Govt Wants Peace, But Committed to Defense: Andarab

Minister of Interior Massoud Andarabi said that the Afghan government strongly believes in peace and has not declared a war against anyone; however, it’s up to to the Taliban to decide on a path of peace or war this spring.

“The Afghan government has not declared any operation for the month of Hamal (March), because we are still committed to peace and believe that the door for peace should remain open,” said Andarabi.

The Taliban usually announces its offensive in the spring.

Andarabi underlined the military capability of the Afghan security forces to defend the nation against threats.

“There is planning about the spring operations which is aimed to help the security forces thwart threats in the vulnurable regions,” said Enamuddin Rahmani, the police chief of Kunduz province in northern Afghanistan.

“We demand the govt focus on the security of the highways and districts,” said Mohammad Yousuf Ayoubi, the head of the Kunduz provincial council.

The continued violence:

Data collected by TOLOnews shows that 270 civilians and security force members were killed and 173 more were wounded in various security incidents across the country in February.

The findings show that 166 security incidents, including magnetic IED blasts, roadside bomb blasts, targeted attacks and Taliban offensives, occurred in Afghanistan in February.

The data shows that the February casualties are slightly less than what was reported by TOLOnews in January.

This comes as the fate of the peace process is uncertain and concerns over the coming spring “fighting season” are elevated.

TOLOnews’ data was confirmed by independent sources to prepare this report.

In January, TOLOnews findings indicated that 271 people were killed and 347 others were wounded in the country in January.

Meanwhile, Afghan Republic negotiator Nader Nadery says that 1,523 civilians, including civil society activists, have been killed in the country following the Doha agreement.

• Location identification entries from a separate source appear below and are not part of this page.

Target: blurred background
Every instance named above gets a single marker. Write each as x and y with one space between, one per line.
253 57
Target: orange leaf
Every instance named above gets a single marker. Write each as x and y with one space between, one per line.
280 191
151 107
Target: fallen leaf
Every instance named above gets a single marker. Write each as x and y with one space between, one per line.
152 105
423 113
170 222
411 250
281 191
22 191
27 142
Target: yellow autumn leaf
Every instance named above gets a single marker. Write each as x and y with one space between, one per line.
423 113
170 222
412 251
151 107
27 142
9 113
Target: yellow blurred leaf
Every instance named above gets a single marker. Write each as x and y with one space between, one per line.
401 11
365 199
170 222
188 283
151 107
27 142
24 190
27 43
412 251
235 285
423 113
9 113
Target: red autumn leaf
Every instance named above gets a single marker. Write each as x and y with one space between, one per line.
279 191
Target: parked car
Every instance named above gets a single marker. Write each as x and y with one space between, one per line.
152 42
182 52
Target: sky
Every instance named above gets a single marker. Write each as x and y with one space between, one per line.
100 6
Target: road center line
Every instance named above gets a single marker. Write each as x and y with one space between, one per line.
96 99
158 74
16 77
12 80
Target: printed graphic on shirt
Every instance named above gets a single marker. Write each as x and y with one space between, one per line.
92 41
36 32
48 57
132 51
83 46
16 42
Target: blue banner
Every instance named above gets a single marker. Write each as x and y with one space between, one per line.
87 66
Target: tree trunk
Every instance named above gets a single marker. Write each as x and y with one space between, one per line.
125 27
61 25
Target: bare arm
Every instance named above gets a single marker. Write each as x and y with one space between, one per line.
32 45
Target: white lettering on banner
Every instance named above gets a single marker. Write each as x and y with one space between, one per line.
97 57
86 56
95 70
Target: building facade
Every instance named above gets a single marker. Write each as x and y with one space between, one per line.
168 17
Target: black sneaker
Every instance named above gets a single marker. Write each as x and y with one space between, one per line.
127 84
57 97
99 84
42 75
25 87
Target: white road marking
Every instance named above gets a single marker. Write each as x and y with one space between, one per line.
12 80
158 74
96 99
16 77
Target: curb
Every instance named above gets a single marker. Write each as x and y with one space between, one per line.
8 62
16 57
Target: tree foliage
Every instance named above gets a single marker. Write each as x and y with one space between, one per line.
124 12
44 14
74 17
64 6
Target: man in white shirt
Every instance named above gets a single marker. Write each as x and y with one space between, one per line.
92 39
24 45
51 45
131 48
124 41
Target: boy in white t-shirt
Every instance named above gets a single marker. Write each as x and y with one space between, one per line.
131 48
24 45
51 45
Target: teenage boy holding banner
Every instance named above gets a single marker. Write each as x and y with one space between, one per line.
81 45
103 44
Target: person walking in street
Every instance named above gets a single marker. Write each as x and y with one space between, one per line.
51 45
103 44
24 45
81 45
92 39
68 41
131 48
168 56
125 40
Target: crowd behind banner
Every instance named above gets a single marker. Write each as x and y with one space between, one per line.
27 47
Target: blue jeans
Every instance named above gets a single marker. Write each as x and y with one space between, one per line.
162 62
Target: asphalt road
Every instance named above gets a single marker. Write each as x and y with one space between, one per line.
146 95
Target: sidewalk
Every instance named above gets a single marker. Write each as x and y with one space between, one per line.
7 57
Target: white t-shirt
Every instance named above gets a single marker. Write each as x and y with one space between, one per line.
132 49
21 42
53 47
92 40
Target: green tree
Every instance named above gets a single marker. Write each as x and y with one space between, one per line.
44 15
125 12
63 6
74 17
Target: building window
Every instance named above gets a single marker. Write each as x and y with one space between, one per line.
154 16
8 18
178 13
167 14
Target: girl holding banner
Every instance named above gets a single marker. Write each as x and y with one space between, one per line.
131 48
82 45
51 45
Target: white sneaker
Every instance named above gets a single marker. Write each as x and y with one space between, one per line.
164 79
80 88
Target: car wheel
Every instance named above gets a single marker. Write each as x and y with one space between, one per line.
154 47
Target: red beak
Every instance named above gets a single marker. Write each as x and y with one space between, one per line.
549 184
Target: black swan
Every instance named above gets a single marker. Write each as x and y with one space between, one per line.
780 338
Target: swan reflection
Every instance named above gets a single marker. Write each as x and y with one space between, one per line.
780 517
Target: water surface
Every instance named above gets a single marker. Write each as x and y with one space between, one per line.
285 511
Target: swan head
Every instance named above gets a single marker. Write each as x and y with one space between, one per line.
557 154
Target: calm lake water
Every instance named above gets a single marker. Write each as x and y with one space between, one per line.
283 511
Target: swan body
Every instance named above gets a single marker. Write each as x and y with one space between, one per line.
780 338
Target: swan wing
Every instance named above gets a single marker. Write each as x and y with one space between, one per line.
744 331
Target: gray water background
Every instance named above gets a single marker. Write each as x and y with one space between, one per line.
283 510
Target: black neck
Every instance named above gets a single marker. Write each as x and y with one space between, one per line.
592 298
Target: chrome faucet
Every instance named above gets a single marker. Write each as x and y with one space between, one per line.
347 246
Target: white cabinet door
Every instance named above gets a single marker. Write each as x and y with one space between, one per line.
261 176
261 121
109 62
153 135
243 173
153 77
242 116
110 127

He says Afghans “are outraged by this degree of violence” and that “they want peace and an immediate ceasefire.”

UN portrays grim picture of Afghan conflict:

There was a rise in civilians killed and injured in Afghanistan following the start of peace negotiations in September, according to a report released by the UN Assistance Mission in Afghanistan (UNAMA) and the UN Human Rights Office on February 23.
The overall number of civilian casualties in 2020 was 8,820 (3,035 killed and 5,785 inured), which fell below 10,000 for the first time since 2013 and was 15 per cent down from 2019.

The Afghanistan Protection of Civilians in Armed Conflict Annual Report 2020 documented civilian casualties in the last quarter of the year.

“2020 could have been the year of peace in Afghanistan. Instead, thousands of Afghan civilians perished due to the conflict,” said Deborah Lyons, the Special Representative of the Secretary-General for Afghanistan.

“This important report has the overriding objective of providing the parties responsible with the facts, and recommendations, so they take immediate and concrete steps to protect civilians. I urge them not to squander a single day in taking the urgent steps to avoid more suffering,” Deborah Lyons said.

The report said that for a seventh consecutive year, UNAMA documented more than 3,000 civilians killed in a single year, with Afghanistan remaining among the deadliest places in the world to be a civilian.

The report detailed the impact on Afghan women and children. “They make up 43 per cent of all casualties: 30 percent were children and 13 percent women,” according to the report.

Afghanistan peace negotiations, which began between representatives of the Islamic Republic of Afghanistan and the Taliban in Qatar on September 12, “failed to alleviate the scale of civilian harm, a key indicator of violence levels. Instead, there was an escalation of violence with disturbing trends and consequences,” the report said.